CLOSET SMOKER


 

I am a closet smoker. No one in my family knows I smoke. Though, one of the grandkids did catch me behind the detached garage puffing away one stressful summer day. I blackmailed him; I knew stuff that he had committed which I promised I wouldn’t tell, but if he did, I would match his tattling and tell his daddy.

Smokers are now grouped with the deadly Mimi viruses, they too can move into your body like secondhand smoke which definitely makes you want to bolt for fresh air. The huddled masses clustered together smoking twenty-five feet from public entryways are now seen as the scourge of society messing up the airways. It’s best to smoke in groups because a lone smoker next to a public building twenty-five feet away from the door will be confronted by strangers wagging fingers saying, “Smoking is bad for you.”  Those are usually the healthy people pointing out my erring way. Hefty people walking past you say nothing. It’s a good thing for smokers that most are hefty and can’t see their feet.

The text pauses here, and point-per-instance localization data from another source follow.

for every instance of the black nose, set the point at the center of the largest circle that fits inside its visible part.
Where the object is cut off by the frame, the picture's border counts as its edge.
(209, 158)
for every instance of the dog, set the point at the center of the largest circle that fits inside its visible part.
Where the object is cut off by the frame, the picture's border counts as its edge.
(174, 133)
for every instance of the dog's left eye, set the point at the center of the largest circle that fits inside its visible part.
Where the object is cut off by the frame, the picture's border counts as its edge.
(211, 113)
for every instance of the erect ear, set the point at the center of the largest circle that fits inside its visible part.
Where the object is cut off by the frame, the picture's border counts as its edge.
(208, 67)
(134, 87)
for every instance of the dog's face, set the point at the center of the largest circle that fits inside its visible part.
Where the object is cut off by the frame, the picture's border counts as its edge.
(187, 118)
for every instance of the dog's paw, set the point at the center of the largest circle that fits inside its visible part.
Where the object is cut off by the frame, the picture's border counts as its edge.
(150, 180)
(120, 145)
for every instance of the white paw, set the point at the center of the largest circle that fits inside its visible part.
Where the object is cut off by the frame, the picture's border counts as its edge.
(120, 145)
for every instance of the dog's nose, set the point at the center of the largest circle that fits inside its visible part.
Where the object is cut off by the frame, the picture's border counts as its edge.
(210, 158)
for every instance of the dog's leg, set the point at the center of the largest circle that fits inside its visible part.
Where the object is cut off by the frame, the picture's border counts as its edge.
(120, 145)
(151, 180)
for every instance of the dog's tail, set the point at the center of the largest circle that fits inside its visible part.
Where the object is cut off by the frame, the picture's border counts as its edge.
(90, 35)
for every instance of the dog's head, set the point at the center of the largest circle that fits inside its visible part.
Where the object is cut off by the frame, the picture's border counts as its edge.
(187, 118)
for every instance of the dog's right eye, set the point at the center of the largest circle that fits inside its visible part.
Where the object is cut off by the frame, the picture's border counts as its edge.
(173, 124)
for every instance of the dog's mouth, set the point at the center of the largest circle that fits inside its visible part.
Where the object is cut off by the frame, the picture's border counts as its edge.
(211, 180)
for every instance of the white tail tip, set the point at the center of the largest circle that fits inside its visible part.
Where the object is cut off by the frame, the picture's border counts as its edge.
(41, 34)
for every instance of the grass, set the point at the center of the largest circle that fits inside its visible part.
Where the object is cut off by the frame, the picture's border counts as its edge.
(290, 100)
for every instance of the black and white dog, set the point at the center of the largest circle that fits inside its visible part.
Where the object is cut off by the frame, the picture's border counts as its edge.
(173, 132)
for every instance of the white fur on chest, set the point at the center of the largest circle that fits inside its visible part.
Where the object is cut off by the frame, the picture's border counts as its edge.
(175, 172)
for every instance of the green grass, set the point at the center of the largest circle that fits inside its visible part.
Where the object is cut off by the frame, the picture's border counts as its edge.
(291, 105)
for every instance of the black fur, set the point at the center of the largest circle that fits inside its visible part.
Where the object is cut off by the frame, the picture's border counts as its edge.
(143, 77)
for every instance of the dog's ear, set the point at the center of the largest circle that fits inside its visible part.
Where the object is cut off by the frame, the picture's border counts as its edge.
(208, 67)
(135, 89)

Years ago when the company I worked for designated smoking and nonsmoking rooms, most none smokers sat in the smoker’s room. Five years later the smokers had to go outside and freeze smoke. The nonsmokers went outside as well and froze with them.

Since Washington is a smoke-free state a few of my rich anti-smoking friends now go to Idaho bars; they just like to smoke when they drink, mind you, they voted for that free state smoke law.  

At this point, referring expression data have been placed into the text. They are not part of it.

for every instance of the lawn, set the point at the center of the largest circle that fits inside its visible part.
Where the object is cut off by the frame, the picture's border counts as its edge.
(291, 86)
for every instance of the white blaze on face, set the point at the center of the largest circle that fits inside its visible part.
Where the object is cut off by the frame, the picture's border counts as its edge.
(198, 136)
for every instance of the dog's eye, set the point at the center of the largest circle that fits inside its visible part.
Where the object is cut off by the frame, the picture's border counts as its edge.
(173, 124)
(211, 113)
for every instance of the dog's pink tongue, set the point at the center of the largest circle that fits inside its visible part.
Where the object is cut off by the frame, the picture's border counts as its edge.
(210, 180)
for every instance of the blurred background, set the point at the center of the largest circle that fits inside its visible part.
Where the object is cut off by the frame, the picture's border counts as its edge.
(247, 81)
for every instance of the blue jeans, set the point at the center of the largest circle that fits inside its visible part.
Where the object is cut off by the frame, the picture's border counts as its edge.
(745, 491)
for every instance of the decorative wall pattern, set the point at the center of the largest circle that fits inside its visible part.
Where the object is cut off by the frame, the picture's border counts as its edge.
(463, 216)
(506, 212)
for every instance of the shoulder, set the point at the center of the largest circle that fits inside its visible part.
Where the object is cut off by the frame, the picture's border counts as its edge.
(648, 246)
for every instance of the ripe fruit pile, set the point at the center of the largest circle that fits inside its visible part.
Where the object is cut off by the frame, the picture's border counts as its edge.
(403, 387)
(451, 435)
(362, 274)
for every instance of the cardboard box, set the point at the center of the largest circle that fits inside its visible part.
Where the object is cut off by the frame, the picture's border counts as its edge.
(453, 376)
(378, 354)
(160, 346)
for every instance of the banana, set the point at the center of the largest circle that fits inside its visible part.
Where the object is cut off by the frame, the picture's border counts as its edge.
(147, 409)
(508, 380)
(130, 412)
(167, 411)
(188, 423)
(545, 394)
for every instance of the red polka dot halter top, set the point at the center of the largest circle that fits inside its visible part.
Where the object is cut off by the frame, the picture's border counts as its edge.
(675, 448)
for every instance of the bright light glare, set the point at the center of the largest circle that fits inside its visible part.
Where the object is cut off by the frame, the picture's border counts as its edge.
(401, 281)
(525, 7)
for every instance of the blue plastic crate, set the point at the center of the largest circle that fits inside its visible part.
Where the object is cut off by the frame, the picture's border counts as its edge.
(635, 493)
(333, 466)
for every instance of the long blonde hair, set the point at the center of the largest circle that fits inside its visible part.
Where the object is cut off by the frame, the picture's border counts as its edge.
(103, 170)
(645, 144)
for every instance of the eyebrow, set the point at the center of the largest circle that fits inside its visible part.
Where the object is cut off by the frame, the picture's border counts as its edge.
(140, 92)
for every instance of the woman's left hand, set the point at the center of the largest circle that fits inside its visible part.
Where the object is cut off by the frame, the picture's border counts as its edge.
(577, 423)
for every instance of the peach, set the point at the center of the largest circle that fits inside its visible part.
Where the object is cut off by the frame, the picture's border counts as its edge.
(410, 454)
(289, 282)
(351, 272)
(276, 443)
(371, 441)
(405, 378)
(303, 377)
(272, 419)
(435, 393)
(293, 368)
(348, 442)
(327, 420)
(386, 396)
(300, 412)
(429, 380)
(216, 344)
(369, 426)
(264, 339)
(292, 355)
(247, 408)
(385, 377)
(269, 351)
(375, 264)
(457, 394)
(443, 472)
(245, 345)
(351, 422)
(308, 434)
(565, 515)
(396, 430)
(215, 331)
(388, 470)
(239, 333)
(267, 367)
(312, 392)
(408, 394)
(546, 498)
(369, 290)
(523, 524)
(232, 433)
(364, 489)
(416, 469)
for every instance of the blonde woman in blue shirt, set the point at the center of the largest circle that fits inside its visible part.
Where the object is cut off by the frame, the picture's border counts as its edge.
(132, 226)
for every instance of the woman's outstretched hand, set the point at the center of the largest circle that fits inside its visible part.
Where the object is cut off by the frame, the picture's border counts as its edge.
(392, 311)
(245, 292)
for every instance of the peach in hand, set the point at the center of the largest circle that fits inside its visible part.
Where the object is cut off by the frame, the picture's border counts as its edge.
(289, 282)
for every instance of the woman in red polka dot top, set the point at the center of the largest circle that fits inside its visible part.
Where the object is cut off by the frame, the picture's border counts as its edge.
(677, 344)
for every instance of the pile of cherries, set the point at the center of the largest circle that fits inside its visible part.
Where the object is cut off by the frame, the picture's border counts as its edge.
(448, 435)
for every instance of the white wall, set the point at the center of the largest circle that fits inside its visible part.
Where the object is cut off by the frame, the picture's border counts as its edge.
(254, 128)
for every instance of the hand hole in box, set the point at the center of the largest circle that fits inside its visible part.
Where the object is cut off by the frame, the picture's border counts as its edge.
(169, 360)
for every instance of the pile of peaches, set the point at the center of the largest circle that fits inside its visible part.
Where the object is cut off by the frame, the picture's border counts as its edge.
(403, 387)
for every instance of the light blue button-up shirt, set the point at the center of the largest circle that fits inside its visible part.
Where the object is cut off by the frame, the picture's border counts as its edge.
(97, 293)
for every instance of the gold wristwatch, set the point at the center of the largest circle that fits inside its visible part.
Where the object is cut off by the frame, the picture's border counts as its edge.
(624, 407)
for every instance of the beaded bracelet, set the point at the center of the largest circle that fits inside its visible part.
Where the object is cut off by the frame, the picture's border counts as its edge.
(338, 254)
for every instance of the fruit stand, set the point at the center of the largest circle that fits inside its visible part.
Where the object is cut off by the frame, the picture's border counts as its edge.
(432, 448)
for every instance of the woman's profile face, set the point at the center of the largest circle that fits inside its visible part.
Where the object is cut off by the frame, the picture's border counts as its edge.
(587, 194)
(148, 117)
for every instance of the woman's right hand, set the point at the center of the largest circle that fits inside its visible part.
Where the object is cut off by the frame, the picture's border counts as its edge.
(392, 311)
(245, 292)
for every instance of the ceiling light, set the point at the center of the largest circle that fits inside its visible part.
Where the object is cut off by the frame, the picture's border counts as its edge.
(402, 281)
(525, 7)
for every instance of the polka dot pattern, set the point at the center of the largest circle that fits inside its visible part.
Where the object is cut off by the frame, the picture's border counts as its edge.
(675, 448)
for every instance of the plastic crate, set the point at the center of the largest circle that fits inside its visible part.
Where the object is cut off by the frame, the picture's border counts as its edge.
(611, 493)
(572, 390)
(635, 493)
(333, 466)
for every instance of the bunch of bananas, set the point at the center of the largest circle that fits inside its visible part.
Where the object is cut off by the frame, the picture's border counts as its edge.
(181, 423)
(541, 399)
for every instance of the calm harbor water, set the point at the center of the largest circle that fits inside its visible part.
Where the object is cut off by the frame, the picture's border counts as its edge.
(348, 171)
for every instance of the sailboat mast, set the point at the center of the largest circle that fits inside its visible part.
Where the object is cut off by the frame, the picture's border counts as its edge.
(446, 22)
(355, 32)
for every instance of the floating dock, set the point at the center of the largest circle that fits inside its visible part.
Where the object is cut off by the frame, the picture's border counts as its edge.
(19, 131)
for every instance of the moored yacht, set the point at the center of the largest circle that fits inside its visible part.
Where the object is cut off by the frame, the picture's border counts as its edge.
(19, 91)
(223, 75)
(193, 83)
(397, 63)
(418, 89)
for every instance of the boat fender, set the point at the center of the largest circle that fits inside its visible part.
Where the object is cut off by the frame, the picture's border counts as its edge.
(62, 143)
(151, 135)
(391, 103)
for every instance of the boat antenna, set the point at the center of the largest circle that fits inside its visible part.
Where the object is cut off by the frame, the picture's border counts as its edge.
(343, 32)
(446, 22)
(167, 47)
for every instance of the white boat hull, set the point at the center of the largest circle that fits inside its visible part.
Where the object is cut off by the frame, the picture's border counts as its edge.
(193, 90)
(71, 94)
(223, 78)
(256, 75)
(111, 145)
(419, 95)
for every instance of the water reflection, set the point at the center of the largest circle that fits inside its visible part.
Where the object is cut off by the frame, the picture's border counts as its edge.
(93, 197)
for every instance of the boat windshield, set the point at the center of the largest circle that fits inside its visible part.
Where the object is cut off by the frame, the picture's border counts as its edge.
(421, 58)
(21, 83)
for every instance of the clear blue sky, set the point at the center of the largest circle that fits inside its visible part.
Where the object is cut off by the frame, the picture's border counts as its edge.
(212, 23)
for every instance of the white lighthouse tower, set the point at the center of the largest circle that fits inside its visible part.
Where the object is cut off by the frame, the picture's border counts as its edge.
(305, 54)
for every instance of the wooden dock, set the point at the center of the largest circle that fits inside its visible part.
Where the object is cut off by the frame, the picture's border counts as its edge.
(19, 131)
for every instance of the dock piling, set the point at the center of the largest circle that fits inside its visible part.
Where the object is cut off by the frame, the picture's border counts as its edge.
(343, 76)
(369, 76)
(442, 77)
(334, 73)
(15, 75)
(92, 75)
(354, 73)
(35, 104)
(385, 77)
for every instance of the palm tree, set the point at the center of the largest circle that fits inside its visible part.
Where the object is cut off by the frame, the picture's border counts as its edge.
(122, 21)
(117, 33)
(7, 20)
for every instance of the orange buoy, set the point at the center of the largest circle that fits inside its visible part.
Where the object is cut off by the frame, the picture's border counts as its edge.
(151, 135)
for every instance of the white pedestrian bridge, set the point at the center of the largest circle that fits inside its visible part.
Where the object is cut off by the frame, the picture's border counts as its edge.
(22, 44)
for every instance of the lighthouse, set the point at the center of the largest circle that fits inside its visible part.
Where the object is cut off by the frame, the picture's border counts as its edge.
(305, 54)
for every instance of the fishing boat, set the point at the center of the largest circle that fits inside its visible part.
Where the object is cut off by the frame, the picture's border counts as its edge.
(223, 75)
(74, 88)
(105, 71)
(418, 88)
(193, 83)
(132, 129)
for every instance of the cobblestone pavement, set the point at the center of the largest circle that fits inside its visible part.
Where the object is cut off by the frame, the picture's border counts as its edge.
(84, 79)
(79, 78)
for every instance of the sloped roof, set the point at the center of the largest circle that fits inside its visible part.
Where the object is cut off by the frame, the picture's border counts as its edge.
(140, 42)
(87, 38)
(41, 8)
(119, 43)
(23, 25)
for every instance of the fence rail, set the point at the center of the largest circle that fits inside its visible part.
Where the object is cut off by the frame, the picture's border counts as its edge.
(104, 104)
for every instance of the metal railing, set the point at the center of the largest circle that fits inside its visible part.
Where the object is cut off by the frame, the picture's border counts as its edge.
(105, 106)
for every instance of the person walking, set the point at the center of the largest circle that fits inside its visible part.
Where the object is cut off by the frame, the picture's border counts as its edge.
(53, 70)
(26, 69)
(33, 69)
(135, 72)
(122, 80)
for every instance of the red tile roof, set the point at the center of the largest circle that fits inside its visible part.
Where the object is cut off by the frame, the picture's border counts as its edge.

I have a special smoke room in the basement with the window open and a fan going twenty-four seven to blow out the smoke stink. On my nightstand is a Febreze bottle with Clenzair to sprits when the smoke clouds my TV viewing. The only heat is from the waterbed. In the winter I have to get resourceful when my forehead and fingers start to freeze, then I wear a knitted cap with ear flaps and cut-off woolen gloves. I had to hem the frays on the cigarette holding glove after a cigarette ash ignited a fray. Good thing I had bottled water next to my ashtray to douse the flame out. The only fear I have though, should I die in the middle of a very cold winter, someone will find me in my smoking outfit.